SARS-CoV-2 passes through the body and ends up in wastewater, eventually making it to sewage treatment plants. Monitoring the concentration of the virus in wastewater has the potential to be more comprehensive than individual testing and can signal when a hotspot is developing.
However, deploying sewage surveillance programs for SARS-CoV-2 is complex in practice, requiring not only wastewater sampling and analysis, but also data interpretation and communication of results to public health officials who can act on it.
McLellan’s team joins researchers at New York University Tandon School of Engineering, Stanford University and the University of Notre Dame in a collaboration to create a “startup blueprint” for municipalities that plan to implement SARS-CoV-2 sewage surveillance. It would address dual challenges: implementation of best practices for sample collection, analysis and interpretation, and speedy and appropriate translation and communication of results to public health decision makers.
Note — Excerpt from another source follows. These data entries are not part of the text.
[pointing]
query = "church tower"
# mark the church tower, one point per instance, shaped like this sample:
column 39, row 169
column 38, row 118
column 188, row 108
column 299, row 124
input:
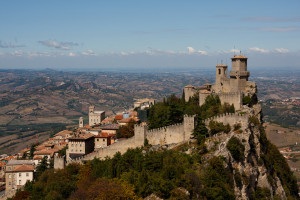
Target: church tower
column 81, row 122
column 221, row 78
column 239, row 74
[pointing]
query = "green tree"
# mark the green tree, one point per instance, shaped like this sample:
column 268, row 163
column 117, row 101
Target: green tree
column 42, row 166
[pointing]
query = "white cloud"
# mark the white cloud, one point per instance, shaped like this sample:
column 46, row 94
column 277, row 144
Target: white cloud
column 58, row 45
column 257, row 49
column 279, row 29
column 17, row 53
column 281, row 50
column 89, row 53
column 191, row 50
column 9, row 45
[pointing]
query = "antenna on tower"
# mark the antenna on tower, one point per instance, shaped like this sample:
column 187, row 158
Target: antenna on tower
column 233, row 50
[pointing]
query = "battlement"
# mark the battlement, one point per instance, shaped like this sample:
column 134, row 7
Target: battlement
column 164, row 128
column 230, row 118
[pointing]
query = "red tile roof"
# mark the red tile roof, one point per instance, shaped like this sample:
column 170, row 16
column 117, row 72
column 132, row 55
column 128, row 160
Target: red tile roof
column 119, row 117
column 24, row 168
column 127, row 120
column 133, row 114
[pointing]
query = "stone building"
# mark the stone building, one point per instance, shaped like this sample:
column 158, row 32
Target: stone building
column 95, row 117
column 102, row 140
column 143, row 103
column 230, row 89
column 17, row 173
column 80, row 145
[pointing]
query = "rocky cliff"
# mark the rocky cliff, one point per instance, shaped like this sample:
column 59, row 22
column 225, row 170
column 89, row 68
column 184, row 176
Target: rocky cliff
column 257, row 166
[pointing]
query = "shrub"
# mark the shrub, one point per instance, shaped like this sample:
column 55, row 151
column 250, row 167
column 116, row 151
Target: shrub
column 254, row 120
column 237, row 126
column 236, row 148
column 217, row 127
column 238, row 179
column 247, row 101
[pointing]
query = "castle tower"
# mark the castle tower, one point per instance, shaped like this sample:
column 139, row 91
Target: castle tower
column 139, row 134
column 221, row 78
column 91, row 109
column 81, row 122
column 239, row 74
column 188, row 126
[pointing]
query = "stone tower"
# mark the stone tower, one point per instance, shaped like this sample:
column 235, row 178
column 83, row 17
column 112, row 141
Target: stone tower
column 221, row 78
column 81, row 122
column 91, row 109
column 139, row 134
column 188, row 126
column 239, row 74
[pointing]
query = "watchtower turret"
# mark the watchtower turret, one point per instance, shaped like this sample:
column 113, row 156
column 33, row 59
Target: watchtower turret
column 221, row 77
column 80, row 122
column 91, row 109
column 239, row 74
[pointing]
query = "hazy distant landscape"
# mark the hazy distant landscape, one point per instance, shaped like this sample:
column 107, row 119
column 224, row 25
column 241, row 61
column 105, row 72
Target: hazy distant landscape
column 36, row 104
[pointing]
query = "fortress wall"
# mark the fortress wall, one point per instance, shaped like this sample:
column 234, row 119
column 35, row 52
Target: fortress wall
column 230, row 118
column 120, row 146
column 189, row 92
column 235, row 98
column 202, row 98
column 59, row 162
column 166, row 135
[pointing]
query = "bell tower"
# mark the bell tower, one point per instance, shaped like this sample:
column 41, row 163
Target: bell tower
column 239, row 74
column 221, row 77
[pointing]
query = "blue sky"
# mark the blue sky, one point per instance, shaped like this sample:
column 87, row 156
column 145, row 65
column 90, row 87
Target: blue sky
column 147, row 34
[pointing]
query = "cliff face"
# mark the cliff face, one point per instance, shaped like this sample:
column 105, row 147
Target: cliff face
column 256, row 164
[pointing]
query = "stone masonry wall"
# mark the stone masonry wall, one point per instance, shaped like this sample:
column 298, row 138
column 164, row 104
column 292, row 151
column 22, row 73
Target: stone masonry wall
column 230, row 118
column 166, row 135
column 235, row 98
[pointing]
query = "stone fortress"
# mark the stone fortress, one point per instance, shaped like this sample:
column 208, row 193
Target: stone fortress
column 230, row 90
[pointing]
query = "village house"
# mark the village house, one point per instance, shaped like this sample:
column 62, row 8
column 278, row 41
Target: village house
column 80, row 144
column 62, row 136
column 95, row 117
column 110, row 128
column 126, row 121
column 17, row 173
column 102, row 140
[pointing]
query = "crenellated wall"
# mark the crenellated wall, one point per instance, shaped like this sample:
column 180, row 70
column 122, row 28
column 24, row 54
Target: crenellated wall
column 230, row 118
column 59, row 162
column 235, row 98
column 166, row 135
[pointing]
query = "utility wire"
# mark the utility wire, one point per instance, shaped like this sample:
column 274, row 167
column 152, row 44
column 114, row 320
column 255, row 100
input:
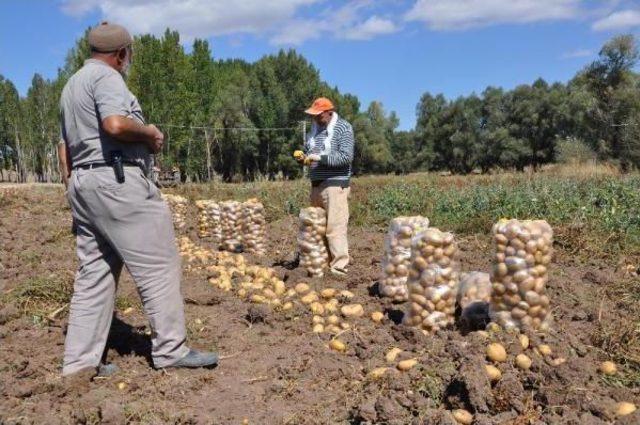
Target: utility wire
column 192, row 127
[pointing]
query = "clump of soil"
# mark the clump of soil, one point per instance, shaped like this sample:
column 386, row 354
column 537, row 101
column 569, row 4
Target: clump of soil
column 275, row 370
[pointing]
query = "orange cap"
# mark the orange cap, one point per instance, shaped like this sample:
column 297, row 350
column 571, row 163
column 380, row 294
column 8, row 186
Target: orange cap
column 320, row 105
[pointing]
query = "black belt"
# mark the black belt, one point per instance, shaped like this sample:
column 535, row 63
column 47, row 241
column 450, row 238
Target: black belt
column 330, row 183
column 106, row 164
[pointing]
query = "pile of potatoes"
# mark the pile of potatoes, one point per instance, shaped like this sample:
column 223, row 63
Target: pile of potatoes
column 254, row 227
column 208, row 221
column 178, row 206
column 231, row 225
column 523, row 253
column 433, row 281
column 195, row 256
column 397, row 256
column 474, row 296
column 314, row 256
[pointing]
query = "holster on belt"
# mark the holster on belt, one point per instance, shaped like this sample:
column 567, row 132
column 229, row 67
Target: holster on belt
column 118, row 166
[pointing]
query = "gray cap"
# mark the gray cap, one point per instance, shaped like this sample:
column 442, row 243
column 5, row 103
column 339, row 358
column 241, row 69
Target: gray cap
column 108, row 37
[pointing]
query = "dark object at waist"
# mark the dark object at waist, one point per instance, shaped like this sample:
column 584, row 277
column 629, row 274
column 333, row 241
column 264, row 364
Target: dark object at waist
column 330, row 183
column 107, row 164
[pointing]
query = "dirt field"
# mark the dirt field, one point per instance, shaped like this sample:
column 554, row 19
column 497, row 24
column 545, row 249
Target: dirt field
column 275, row 370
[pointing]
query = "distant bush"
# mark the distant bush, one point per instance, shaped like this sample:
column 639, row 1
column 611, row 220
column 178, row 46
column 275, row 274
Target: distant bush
column 574, row 151
column 582, row 206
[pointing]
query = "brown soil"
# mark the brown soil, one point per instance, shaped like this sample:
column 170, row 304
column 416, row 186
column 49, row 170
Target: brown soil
column 275, row 370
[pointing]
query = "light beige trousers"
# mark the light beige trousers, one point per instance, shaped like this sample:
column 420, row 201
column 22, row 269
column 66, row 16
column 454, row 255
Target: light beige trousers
column 122, row 224
column 335, row 201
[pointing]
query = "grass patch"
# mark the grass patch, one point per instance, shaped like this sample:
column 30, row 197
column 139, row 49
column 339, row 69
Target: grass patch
column 40, row 296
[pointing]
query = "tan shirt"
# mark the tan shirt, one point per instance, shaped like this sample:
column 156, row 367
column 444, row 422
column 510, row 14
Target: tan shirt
column 92, row 94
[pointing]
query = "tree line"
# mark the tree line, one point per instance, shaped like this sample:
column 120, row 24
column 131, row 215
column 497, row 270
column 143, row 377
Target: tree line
column 235, row 120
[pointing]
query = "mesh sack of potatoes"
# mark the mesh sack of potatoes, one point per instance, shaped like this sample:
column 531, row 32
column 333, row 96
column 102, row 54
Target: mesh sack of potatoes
column 205, row 224
column 231, row 225
column 178, row 207
column 254, row 227
column 397, row 256
column 474, row 296
column 433, row 281
column 523, row 253
column 215, row 221
column 314, row 256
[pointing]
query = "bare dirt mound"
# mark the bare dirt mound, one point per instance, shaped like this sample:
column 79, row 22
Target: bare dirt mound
column 275, row 370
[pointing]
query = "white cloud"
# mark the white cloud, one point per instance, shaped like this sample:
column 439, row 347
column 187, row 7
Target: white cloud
column 278, row 20
column 580, row 53
column 345, row 22
column 621, row 20
column 463, row 14
column 192, row 18
column 370, row 28
column 298, row 31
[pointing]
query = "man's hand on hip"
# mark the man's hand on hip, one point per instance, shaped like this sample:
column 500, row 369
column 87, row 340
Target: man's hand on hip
column 313, row 158
column 156, row 140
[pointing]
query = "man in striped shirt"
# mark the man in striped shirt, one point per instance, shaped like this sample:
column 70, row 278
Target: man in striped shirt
column 329, row 153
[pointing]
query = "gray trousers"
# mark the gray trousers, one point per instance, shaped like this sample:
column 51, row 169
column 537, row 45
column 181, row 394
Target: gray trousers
column 120, row 224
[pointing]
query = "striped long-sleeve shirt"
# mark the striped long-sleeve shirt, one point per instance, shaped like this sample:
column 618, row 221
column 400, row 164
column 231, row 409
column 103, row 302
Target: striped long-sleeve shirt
column 336, row 166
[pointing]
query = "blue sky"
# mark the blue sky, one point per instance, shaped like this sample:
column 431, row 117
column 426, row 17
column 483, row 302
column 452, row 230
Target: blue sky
column 387, row 50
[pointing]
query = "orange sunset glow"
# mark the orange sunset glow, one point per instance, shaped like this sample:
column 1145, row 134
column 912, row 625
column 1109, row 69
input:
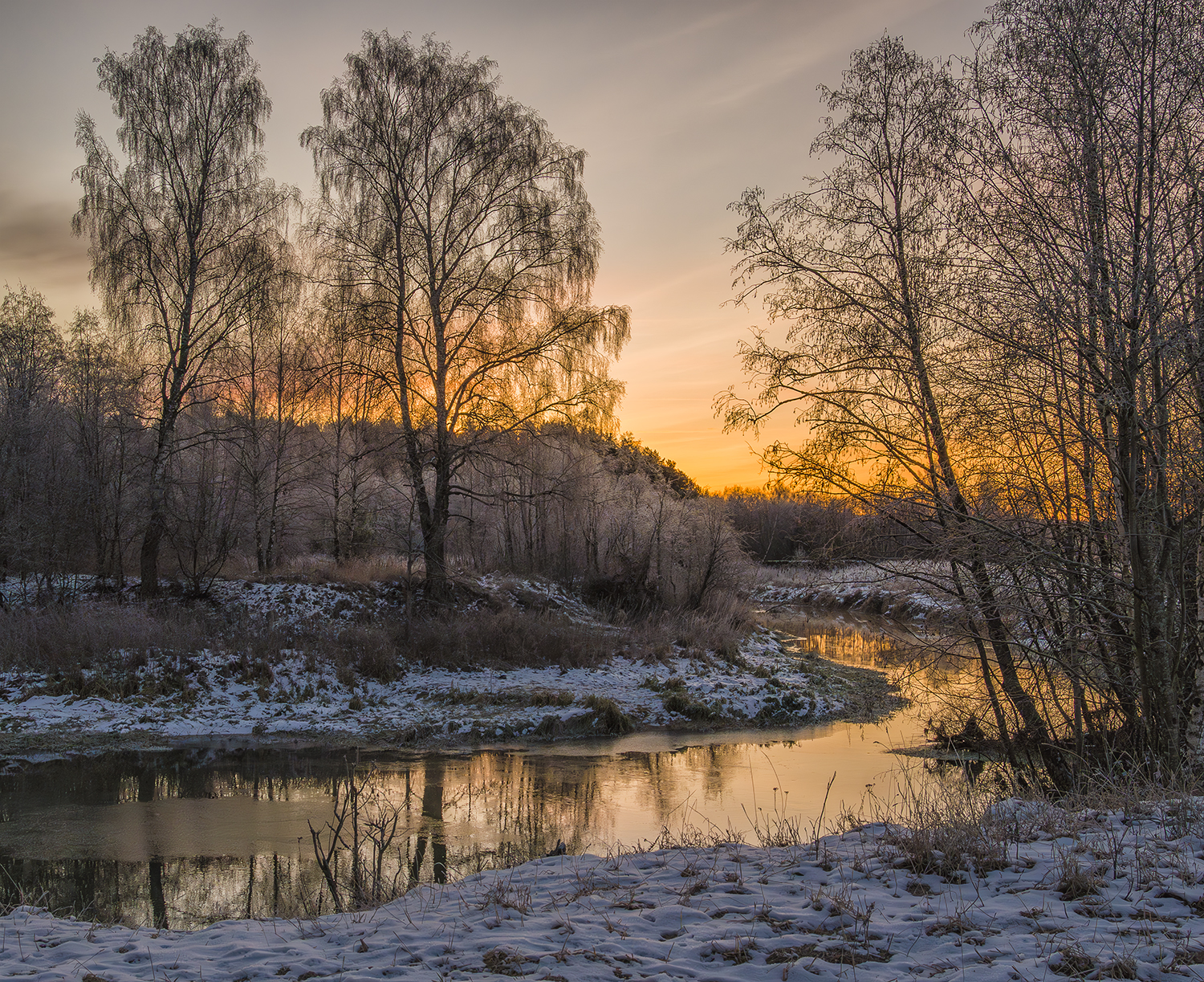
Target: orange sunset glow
column 679, row 106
The goal of the project, which is supported by a $250,000 grant from the Alfred P. Sloan Foundation, is to transfer lessons learned to other cities and regions to aid in the deployment of impactful wastewater surveillance programs for COVID-19 and other pathogens that arise as future health threats.
McLellan is implementing a surveillance program that generates SARS-CoV-2 data for the state of Wisconsin, including weekly data at 42 wastewater treatment plants in the most populated counties.
“The pandemic response is constantly evolving, and data and knowledge for decision-making is lacking,” said McLellan, the lead investigator on the grant. “This project will bridge the gap between rapidly evolving research in wastewater surveillance and the public health entities that can use this information to better respond to this threat.”
McLellan said using data from Wisconsin, New York and other projects across the nation would make it possible to develop a national monitoring network, and that the findings from the expert panel and surveillance methods development will also be offered as open source to public health officials and practitioners.